Anja

“DAMN IT,” her sister said, trying not to let the tears start. “What in God’s name are you planning?”

Anja stroked the fluted edge of a Villeroy & Boch plate with the fingers of her left hand, thinking about how to formulate her answer. Her sister was in a panic. Why was Marita acting this way? Was she losing her grip? Twice now in a rather short time Anja had seen that helpless, pleading look in her eyes. There was no backing out. She had to tell the truth. But with the right words, not revealing too much.

“Well,” she began.

Her sister stood in front of her, stricken with terror, her hands held up as if she were ready to cover her ears so she wouldn’t have to hear anything too painful.

“I’ve been thinking …” Anja began again.

Her sister groaned and lifted her hands to her face. “Don’t say it. Damn it, don’t say it out loud,” she moaned from between her fingers.

“But I haven’t said anything yet.”

“I know what you’re going to say,” her sister whispered. “I know damn well what you’re planning to do.”

She looked at Anja, terrified. Anja could see a boundless desolation in her eyes.

“There are some requests that have to be met,” Anja said.

“Don’t start that crap! What kind of ethics is that?”

“You don’t understand. You never can. No one can.”

“No, they can’t. There’s nobody who could understand what you’re planning.”

“Marita, honey,” Anja tried.

Marita started to cry. She sniffled and scrubbed the dishes with raspberry-scented Fairy dish detergent, refusing to look at Anja.

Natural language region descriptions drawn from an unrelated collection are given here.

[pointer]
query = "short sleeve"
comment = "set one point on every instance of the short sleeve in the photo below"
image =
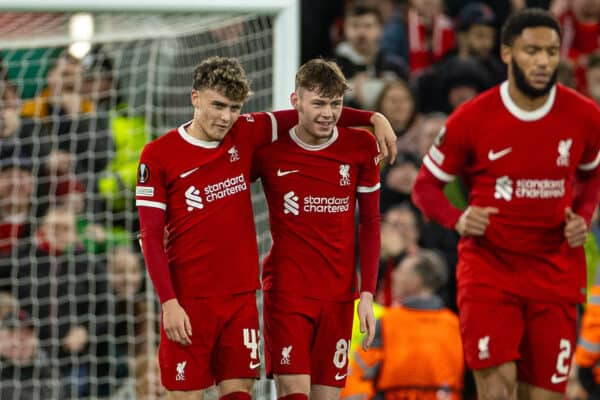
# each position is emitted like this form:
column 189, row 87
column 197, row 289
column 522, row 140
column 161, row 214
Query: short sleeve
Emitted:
column 368, row 179
column 150, row 190
column 590, row 158
column 446, row 156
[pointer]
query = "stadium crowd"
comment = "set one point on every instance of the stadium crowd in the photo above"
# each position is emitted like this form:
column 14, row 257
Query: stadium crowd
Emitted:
column 75, row 320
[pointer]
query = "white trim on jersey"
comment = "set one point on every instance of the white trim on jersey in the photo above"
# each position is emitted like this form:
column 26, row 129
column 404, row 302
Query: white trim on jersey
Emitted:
column 437, row 171
column 591, row 165
column 524, row 115
column 193, row 141
column 367, row 189
column 273, row 127
column 154, row 204
column 314, row 147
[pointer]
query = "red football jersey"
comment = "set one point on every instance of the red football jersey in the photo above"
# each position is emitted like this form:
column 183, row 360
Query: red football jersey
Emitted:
column 211, row 250
column 524, row 163
column 311, row 193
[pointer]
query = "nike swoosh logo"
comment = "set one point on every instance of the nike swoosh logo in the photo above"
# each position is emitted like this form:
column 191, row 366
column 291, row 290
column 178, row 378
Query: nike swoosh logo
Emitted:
column 284, row 173
column 339, row 377
column 493, row 156
column 186, row 173
column 254, row 365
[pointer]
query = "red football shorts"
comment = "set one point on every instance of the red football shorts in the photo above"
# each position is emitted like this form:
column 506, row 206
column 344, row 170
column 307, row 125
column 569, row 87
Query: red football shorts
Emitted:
column 225, row 343
column 307, row 336
column 498, row 327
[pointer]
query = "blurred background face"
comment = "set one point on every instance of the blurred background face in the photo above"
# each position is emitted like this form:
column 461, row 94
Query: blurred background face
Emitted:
column 16, row 187
column 125, row 272
column 480, row 40
column 59, row 229
column 397, row 105
column 405, row 282
column 363, row 32
column 66, row 76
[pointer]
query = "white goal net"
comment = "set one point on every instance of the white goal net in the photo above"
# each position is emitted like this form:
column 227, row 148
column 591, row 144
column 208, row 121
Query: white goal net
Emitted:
column 78, row 315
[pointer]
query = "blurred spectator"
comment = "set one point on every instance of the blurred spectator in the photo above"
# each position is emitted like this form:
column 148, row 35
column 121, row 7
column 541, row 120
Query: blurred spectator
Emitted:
column 476, row 39
column 16, row 189
column 593, row 77
column 417, row 352
column 394, row 39
column 580, row 25
column 361, row 59
column 24, row 367
column 126, row 133
column 397, row 180
column 397, row 103
column 57, row 283
column 430, row 34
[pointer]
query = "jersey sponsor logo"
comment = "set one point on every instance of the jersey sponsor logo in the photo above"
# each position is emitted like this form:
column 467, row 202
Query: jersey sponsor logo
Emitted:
column 339, row 377
column 483, row 346
column 285, row 355
column 144, row 191
column 188, row 173
column 193, row 199
column 494, row 155
column 284, row 173
column 290, row 203
column 345, row 175
column 143, row 173
column 181, row 371
column 254, row 365
column 564, row 150
column 234, row 155
column 529, row 188
column 503, row 188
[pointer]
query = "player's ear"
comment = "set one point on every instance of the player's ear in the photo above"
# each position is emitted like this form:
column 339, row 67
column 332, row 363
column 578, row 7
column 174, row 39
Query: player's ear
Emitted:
column 506, row 54
column 294, row 99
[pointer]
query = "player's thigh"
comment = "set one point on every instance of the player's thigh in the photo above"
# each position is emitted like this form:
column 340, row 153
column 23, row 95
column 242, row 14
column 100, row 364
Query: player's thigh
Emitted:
column 289, row 330
column 496, row 383
column 492, row 325
column 548, row 345
column 322, row 392
column 185, row 368
column 236, row 354
column 329, row 355
column 529, row 392
column 187, row 395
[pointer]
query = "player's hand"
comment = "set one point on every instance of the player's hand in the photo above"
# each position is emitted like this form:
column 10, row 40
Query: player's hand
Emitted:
column 366, row 317
column 575, row 228
column 386, row 137
column 176, row 322
column 474, row 221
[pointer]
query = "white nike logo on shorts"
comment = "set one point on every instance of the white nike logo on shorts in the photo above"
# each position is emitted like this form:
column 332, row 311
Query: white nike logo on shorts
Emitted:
column 339, row 377
column 254, row 365
column 284, row 173
column 186, row 173
column 493, row 156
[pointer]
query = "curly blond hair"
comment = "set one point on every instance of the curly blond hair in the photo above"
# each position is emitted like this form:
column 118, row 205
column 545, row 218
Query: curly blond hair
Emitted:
column 224, row 75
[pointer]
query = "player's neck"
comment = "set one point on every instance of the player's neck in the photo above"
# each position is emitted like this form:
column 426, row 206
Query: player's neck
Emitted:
column 523, row 101
column 195, row 130
column 307, row 138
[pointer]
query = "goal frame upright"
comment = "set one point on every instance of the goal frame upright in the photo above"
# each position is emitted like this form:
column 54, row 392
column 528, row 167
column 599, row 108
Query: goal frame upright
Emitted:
column 286, row 25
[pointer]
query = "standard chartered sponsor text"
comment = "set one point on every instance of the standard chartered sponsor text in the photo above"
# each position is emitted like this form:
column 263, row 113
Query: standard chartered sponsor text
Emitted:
column 225, row 188
column 326, row 204
column 540, row 188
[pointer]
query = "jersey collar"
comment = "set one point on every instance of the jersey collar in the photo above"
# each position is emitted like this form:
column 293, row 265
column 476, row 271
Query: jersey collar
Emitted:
column 524, row 115
column 193, row 141
column 313, row 147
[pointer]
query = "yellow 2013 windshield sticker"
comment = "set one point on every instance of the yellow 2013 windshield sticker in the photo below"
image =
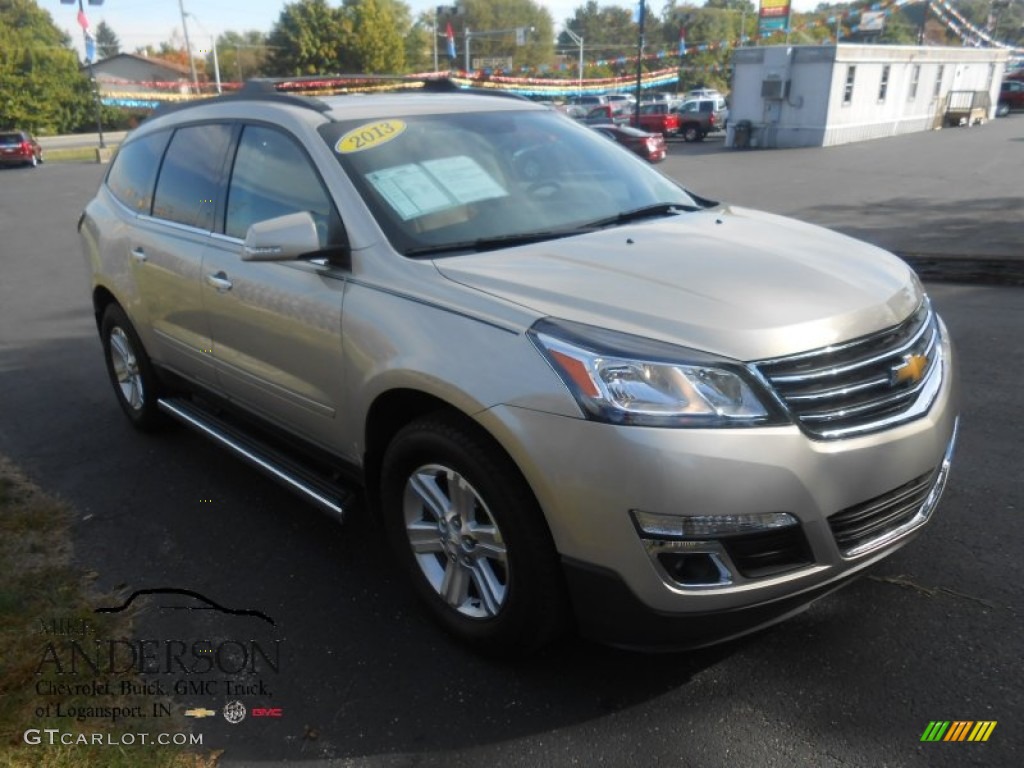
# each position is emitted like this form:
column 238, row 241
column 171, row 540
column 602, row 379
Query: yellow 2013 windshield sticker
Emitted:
column 370, row 135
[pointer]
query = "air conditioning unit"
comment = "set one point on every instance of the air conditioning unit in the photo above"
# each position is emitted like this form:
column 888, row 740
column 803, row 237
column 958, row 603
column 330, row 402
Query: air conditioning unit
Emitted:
column 774, row 89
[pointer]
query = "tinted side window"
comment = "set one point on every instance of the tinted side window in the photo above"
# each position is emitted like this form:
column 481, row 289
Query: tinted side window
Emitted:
column 134, row 170
column 273, row 177
column 186, row 189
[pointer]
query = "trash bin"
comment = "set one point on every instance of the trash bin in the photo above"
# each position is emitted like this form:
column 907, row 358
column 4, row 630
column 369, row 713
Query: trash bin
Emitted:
column 741, row 134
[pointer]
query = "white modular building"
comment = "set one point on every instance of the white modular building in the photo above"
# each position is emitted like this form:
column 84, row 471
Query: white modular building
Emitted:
column 818, row 95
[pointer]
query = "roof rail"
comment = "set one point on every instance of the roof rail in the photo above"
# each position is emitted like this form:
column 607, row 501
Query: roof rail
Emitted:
column 253, row 90
column 297, row 90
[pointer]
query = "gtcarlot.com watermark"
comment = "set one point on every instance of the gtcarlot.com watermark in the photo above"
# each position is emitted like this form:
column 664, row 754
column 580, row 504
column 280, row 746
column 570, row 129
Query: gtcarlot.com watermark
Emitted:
column 55, row 736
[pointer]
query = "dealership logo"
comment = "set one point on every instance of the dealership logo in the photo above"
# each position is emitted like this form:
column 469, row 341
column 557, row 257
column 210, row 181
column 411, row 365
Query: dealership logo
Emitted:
column 235, row 713
column 958, row 730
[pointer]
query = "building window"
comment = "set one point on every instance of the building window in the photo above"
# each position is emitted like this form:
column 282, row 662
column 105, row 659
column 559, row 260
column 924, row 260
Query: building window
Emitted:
column 938, row 81
column 884, row 83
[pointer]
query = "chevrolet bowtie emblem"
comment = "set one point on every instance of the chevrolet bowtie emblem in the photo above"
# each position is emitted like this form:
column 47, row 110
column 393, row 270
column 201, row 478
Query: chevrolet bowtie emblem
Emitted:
column 910, row 370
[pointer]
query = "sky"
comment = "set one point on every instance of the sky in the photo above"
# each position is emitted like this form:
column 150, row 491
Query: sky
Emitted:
column 139, row 23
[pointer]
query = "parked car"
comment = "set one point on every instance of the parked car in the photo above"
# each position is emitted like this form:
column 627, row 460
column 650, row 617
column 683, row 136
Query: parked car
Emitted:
column 572, row 392
column 617, row 114
column 577, row 112
column 19, row 147
column 699, row 117
column 1011, row 96
column 589, row 99
column 650, row 146
column 704, row 93
column 657, row 118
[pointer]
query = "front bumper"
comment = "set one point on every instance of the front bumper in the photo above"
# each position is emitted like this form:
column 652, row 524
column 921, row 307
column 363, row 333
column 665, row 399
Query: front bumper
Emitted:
column 857, row 501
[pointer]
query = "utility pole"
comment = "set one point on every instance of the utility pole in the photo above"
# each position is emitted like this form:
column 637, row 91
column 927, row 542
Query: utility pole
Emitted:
column 88, row 59
column 192, row 61
column 640, row 43
column 579, row 41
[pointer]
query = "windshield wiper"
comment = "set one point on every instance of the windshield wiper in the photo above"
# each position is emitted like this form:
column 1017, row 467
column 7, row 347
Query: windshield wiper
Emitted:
column 489, row 244
column 658, row 209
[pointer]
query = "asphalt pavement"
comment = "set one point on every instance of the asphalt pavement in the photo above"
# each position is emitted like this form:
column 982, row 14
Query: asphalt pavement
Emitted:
column 950, row 202
column 363, row 679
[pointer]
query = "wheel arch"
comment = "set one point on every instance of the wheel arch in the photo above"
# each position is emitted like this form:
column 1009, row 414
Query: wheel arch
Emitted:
column 101, row 298
column 388, row 414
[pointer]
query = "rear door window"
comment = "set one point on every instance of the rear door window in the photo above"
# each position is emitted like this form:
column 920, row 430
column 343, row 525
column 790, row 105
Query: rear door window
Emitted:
column 134, row 169
column 188, row 187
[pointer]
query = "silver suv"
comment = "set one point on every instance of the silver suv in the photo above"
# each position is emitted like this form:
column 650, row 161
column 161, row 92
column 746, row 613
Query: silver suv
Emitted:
column 573, row 392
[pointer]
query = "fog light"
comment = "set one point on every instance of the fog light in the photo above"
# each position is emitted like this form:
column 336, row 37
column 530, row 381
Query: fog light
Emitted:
column 694, row 569
column 710, row 526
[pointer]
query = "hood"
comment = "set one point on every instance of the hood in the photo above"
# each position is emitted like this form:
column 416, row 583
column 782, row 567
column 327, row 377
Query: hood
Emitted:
column 730, row 281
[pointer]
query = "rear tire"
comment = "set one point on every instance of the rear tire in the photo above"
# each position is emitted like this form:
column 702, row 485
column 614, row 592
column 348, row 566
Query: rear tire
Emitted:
column 135, row 383
column 471, row 537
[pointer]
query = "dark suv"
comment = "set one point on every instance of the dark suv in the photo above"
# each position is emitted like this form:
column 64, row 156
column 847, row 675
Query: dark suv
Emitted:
column 698, row 117
column 1011, row 96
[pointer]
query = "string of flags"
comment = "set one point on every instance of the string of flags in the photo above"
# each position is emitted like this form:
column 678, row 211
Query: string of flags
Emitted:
column 519, row 79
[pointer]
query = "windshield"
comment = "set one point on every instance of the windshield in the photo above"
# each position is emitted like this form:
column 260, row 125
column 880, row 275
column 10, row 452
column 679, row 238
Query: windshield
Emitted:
column 459, row 180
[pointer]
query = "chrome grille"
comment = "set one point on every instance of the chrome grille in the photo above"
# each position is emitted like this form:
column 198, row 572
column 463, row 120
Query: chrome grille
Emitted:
column 862, row 385
column 857, row 528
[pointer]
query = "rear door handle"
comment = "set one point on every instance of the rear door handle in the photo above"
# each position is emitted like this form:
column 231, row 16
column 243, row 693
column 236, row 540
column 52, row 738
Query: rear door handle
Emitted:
column 219, row 281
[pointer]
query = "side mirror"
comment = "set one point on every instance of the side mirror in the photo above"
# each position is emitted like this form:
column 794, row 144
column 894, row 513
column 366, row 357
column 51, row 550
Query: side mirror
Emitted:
column 281, row 239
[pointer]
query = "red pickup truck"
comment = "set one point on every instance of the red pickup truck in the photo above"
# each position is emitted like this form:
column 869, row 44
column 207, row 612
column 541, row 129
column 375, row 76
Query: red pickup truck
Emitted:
column 656, row 118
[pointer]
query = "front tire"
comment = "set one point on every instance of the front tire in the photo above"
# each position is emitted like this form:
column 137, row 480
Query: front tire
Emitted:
column 135, row 384
column 469, row 532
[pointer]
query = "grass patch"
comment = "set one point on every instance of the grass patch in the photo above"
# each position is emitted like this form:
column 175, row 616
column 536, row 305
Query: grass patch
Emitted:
column 74, row 155
column 38, row 588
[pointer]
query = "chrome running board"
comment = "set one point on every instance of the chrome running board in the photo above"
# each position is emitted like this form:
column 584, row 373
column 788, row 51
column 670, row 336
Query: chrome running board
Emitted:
column 322, row 491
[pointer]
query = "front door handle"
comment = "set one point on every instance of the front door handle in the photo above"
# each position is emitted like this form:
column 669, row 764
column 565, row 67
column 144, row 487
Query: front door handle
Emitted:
column 219, row 281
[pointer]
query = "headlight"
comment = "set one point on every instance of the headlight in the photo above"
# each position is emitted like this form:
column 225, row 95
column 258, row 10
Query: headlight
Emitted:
column 625, row 379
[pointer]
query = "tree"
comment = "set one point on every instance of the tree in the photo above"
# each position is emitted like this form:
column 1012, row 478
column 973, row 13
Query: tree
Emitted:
column 377, row 40
column 420, row 44
column 42, row 88
column 310, row 38
column 241, row 55
column 107, row 42
column 503, row 17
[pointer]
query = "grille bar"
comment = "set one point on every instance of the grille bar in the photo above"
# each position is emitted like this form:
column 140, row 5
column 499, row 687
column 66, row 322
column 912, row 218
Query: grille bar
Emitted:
column 861, row 385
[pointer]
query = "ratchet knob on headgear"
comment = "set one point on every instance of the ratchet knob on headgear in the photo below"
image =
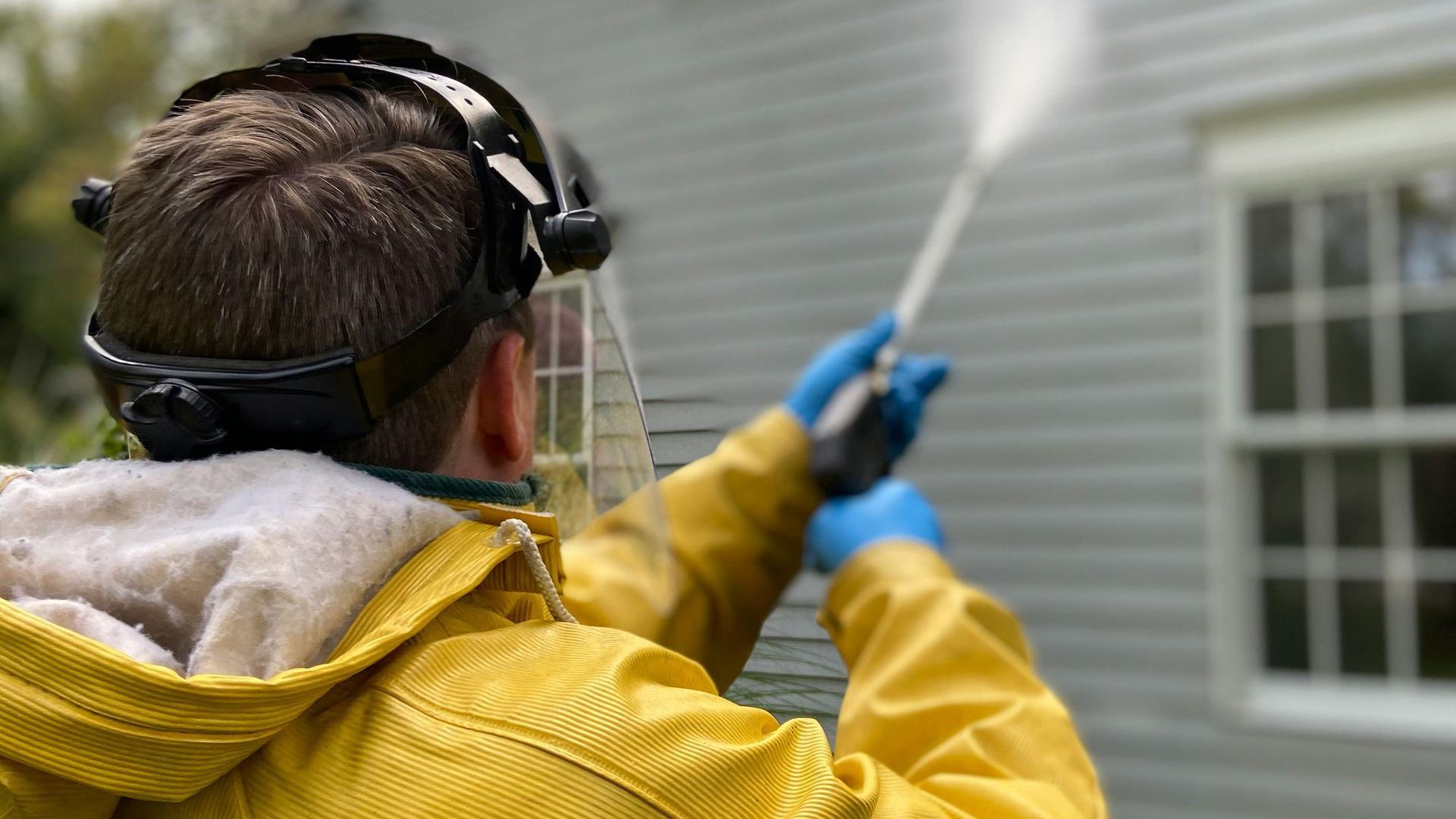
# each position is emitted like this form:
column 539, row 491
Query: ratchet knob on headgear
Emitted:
column 582, row 238
column 92, row 205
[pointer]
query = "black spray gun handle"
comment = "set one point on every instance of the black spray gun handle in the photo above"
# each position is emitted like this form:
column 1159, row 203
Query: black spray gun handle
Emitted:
column 851, row 441
column 851, row 444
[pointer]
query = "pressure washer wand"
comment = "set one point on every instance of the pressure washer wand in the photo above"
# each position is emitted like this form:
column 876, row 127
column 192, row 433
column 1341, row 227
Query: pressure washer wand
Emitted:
column 851, row 441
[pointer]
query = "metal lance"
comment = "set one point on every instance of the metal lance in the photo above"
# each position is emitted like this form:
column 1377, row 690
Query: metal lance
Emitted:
column 851, row 441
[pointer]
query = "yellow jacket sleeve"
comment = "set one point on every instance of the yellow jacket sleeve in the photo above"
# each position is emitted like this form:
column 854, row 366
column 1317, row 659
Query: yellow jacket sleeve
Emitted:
column 734, row 523
column 943, row 692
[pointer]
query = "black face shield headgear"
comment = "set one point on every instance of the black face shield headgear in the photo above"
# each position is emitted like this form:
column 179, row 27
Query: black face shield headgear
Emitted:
column 187, row 407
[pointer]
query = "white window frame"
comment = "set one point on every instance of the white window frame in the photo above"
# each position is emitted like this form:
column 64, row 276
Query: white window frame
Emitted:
column 1351, row 139
column 554, row 371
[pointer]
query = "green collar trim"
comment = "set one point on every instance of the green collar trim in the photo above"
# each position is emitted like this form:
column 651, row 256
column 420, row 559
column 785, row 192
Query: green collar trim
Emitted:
column 449, row 487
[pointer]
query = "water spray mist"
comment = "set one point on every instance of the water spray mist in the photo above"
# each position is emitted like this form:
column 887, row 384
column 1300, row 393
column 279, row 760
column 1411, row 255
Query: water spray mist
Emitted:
column 1021, row 55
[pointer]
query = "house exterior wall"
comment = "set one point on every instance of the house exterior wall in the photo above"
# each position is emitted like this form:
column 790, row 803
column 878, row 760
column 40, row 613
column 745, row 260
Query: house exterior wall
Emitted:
column 775, row 164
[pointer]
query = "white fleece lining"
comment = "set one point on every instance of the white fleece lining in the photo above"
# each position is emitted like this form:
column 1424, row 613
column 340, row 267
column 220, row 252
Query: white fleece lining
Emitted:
column 243, row 564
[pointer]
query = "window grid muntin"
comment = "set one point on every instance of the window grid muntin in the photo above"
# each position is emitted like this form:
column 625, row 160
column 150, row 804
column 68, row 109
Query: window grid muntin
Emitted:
column 1307, row 309
column 554, row 371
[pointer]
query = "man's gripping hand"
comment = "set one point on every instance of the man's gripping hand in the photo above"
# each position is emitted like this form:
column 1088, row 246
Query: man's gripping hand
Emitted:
column 890, row 510
column 913, row 379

Anja went over to her. Marita was at her weakest; her tear-streaked, angry face was open, naked. She had raised her right hand to emphasize her words, the yellow dishwashing glove covering a hand that still held the soapy scrub brush, water running down her arm to her armpit. When she was little, Anja thought, Marita would have thrown the brush at her in a situation like this. Now she just stood there and looked at her. Anja was flooded with tenderness. She took her sister by the shoulders.

“You can’t understand. You can’t understand what it’s like to spend nights and days with the one you love when he’s become a child again, crying because he can’t remember.”

“And you can’t understand that as a doctor I can never accept that attitude.” Marita’s voice was a trembling whisper.

The scent of raspberry Fairy floated between them. Marita regained her confidence.

“I’m not stupid. I know it happens every day. But there have to be laws. Someone has to protect those boundaries. There have to be doctors who cherish life. What really happens is another matter. But as a doctor, I can never accept what you’re saying.”

“And as a person, I can never accept what you’re saying,” Anja answered.

Marita was quiet.

It was pointless to expect her to understand. There was nothing Anja could say that would make her sister change her point of view. She would have to experience the request, the extreme limit, and then perhaps she would understand.

She didn’t comprehend it, couldn’t comprehend it.

There it was — the thing that separated them.